[geeks] Databases

joshua d boyd geeks at sunhelp.org
Sun Aug 26 23:47:49 CDT 2001


On Sun, Aug 26, 2001 at 10:48:17PM -0400, Ken Hansen wrote:
> So, to rephrase it - it seems that it is a way to implement on the database
> server logic that can not be implemented in SQL...
> 
> Interesting, but not great, in my opinon - SQL is *very* flexible, and
> almost any query should be able to be appropriately refined if done
> properly.

Well, technically stored procedures are SQL, usually.  When I've used
stored procedures, cursors where often involved.  Yuck.  That is when even
perl for stored procedures starts sounding nice, but then you wonder if
stored procedures where really the best idea to begin with.
 
> What I really hear in your example Josh, is that it is a way to implement a
> three-tier application, with only two physical tiers...

Actually, that is a fairly good assesment.  I wasn't thinking of this when
I wrote the first message, but on one project (a web site), selects where
done normally, but all database updates where done using stored
procedures and that was a lot of the business logic.

I would have rather used a 3 tier architecture, but it had to be an MS
project, and to do MTS or custom binaries on MS means having to colocate
(because of the vulnerability to bad exes), which was out of the budget.

Why didn't we do the middle business logic as a set of VBScript
classes?  I don't quite remeber the specifics, but that was what was felt
closest to right in the circustance.  We did start out trying to write
the business logic as classes in VBScript.  
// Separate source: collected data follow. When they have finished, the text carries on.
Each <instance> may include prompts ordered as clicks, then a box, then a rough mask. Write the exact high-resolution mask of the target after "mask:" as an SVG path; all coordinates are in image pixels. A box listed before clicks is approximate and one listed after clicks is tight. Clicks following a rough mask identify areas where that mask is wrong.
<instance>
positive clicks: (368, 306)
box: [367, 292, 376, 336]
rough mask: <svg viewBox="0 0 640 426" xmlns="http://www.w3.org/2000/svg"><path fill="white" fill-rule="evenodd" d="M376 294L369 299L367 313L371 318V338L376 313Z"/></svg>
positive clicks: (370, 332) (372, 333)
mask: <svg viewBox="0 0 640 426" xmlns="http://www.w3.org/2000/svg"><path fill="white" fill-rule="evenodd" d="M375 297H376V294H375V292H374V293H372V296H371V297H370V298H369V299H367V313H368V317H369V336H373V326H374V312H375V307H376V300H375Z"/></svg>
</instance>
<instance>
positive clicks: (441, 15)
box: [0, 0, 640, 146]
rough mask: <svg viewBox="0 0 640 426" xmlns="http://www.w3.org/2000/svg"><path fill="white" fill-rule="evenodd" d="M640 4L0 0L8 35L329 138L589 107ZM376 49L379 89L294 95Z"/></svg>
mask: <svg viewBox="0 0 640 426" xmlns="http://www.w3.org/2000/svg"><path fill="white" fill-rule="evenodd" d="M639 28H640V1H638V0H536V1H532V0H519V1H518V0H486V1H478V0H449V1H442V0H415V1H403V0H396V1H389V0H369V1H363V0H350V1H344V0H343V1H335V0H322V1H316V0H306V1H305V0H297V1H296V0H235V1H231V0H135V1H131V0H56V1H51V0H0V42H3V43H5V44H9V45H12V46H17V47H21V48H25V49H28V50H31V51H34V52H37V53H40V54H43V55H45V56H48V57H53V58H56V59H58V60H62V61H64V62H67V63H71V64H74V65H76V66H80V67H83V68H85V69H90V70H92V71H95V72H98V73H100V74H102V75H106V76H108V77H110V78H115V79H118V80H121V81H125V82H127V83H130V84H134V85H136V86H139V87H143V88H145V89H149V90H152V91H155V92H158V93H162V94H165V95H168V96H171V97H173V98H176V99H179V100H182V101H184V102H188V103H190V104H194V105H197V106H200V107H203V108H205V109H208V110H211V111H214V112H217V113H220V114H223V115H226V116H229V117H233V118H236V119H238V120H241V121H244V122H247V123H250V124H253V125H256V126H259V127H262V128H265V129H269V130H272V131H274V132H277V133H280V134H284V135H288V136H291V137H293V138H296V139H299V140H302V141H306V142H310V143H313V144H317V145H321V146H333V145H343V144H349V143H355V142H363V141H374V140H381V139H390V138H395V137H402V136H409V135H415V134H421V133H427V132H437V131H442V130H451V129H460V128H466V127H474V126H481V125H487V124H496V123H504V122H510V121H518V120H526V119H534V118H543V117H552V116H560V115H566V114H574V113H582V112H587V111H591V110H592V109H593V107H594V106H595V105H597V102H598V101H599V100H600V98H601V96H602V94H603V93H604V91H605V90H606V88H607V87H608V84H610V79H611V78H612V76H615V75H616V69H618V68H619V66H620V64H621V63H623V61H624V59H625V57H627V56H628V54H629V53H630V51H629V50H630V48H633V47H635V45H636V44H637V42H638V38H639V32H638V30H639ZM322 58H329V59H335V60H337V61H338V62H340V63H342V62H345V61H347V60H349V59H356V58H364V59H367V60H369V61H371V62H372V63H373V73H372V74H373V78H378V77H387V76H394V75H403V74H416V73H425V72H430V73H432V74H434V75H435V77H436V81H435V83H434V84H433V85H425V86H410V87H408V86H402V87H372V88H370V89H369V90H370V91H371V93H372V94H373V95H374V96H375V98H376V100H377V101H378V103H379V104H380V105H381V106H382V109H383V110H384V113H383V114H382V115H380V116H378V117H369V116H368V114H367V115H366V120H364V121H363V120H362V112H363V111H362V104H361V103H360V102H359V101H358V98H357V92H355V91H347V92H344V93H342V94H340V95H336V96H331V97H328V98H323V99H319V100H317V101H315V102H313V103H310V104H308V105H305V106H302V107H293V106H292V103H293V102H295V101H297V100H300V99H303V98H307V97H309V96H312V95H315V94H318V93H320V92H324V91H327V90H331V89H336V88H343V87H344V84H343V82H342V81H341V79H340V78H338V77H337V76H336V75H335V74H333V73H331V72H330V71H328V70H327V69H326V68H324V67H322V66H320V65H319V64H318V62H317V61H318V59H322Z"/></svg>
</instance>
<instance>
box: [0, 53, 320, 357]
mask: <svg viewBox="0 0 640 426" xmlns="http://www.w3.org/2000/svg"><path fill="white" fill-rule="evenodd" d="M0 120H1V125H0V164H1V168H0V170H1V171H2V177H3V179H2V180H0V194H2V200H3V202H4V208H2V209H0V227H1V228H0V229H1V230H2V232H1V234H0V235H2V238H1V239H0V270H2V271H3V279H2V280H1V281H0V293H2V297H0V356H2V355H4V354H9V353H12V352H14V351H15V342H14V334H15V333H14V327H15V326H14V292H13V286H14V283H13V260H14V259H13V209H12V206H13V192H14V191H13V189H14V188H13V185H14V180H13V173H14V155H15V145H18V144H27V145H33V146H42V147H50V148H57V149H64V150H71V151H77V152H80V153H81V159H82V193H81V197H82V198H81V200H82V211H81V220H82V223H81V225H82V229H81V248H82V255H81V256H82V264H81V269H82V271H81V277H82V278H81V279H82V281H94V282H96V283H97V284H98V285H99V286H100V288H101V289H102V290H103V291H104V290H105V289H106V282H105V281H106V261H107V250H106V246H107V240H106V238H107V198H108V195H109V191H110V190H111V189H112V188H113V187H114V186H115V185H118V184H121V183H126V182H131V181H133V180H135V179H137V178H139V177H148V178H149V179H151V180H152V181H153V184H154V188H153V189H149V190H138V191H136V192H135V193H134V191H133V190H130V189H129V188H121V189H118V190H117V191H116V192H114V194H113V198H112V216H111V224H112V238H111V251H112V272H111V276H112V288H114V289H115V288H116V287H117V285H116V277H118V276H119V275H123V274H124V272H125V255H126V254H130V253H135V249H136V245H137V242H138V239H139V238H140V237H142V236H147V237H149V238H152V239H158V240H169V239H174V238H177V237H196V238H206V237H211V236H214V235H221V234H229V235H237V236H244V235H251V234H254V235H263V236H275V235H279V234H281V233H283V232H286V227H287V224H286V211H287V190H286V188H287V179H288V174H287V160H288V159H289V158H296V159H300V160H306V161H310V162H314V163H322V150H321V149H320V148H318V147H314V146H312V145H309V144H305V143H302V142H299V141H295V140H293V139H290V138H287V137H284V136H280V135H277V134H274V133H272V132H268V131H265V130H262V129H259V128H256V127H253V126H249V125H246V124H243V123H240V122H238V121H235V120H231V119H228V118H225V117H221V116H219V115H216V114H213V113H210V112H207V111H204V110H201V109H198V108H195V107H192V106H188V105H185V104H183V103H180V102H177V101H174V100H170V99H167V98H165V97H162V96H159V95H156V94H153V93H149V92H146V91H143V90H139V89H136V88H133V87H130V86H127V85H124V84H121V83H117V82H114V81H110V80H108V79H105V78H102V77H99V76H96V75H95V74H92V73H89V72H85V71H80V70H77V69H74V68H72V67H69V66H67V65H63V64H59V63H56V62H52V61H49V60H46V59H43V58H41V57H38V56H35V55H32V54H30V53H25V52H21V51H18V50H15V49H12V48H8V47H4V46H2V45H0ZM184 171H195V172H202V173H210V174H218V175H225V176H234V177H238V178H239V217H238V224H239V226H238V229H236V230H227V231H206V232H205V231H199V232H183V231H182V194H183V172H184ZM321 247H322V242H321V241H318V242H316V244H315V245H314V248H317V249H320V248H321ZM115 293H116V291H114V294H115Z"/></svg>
This project was for a friends small startup web dev company.  I was
supposed to just help, but ended up doing pretty much everything but
dealing with the customer on that project.  I really wish that we could
have gone with colocation, but it just wasn't possible.
 
> Thanks for the insight, I never get involved with this stuff...

It pays the bills.  There are parts that I actually might enjoy under
other circumstances, but the projects where I've used these tools were
usually ones I didn't really care for.